Aw, it's already up to $145. That's way over my head, or at least that's my story and I'm sticking to it...

----------


## Charles E.

I think this belongs here...

http://www.ebay.com/itm/GIBSON-F5-ST...item2ec6ea64d6

Oh my.

----------


## Marty Jacobson

Oh, it can't be that bad. I mean, it's just been tuned. Says right there in the ad.

----------


## P.D. Kirby

I've seen uglier scrolls, it's still a contender but add in those pointless points and you got ugly to the tone bars or bone.  :Grin: 

If it's already tuned though I bet he has a high reserve. I'm assuming that's what he means by " it's had a tune up? maybe he got the plugs changed too... :Whistling:

----------


## Jim Garber

> Oh, it can't be that bad. I mean, it's just been tuned. Says right there in the ad.


This is much enjoyable when some pics are here.

----------


## Londy

OMG... these are nasty.  Um, i think i just threw up in my mouth. yuck..

----------


## Samuel David Britton

Some of those hurt my eyes, what where they thinking.

----------


## ajr

> This one belongs to a Cafe member. Label is Pook 1908 Winnipeg. Reminds me of Dr. Suess.
> 
> Jim


Jim,
Surely that is a ###### container disguised as a Mandolin.
Where do you get these things? You are the King.
Thanks for all of your great contributions.

----------


## Levi

Behold...

----------


## jso

*The Emperor's New Scroll*

......Then out of the crowd stepped a little boy. Now, he hadn't heard about the Emperor' new scroll. He didn't know that he was supposed to find it a Thing of Great Beauty...so while everyone else was ooohing and aaahing about what such a Very Fine Scroll it was, he just said:

"But really, what _is_ the point of it? After all, it doesn't _do_ anything!"

----------


## Levi

> *The Emperor's New Scroll*
> 
> ......Then out of the crowd stepped a little boy. Now, he hadn't heard about the Emperor' new scroll. He didn't know that he was supposed to find it a Thing of Great Beauty...so while everyone else was ooohing and aaahing about what such a Very Fine Scroll it was, he just said:
> 
> "But really, what _is_ the point of it? After all, it doesn't _do_ anything!"

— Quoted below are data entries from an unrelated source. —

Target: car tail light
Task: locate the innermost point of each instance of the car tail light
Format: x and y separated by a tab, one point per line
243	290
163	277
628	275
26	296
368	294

 Only those of high intelligence can see the  purpose, thus everyone pretends to.

----------


## jso

> Only those of high intelligence can see the  purpose, thus everyone pretends to.


Quite so.    :Smile:

----------


## billkilpatrick

be'gad - what a brute ... looks like the product of steroid abuse

----------


## Jack Roberts

> ...


. 

See post 38. 

I play this mandolin just about every day.  It was hand made by a music teacher out of scrap wood and plastic in the early 50s.  She used it for teaching in the public schools through the 50s and 60s, but gave it up to another school teacher when she could no longer play or teach.  That teacher, Dorothy D., retired long ago, but never learned to play mandolin, so it came to me. Dorothy is now over 90 years old and manages our band!

----------


## Jim Garber

> . See post 38.


Make it easier for everyone by making this a link:  *See post 38*.

----------

Jack Roberts

----------


## Charles E.

One more to add to the group.......

http://www.ebay.com/itm/Vintage-70s-...#ht_1975wt_917

----------


## Jim Garber

That is a real beauty, Charley! Good for hanging your hat.

----------


## Charles E.

Or holding an unopend can of beer.

----------


## Bertram Henze

> Or holding an unopend can of beer.


...on the body. Plus, a cigar on the headstock.

----------


## 55bar



----------


## Marty Jacobson

Oh, 55bar, that's a low blow!

----------


## Dave Hanson

Low but accurate.

Dave H

----------


## 55bar

Haha, sorry I couldn't resist!

----------

Dobe, 

Michael Weaver

----------


## Jordan Mong

Please, excuse the bump, but I don't understand what was wrong with the original scroll in the OP's post. It looks like an average scroll does.

----------


## mrmando

> Please, excuse the bump, but I don't understand what was wrong with the original scroll in the OP's post. It looks like an average scroll does.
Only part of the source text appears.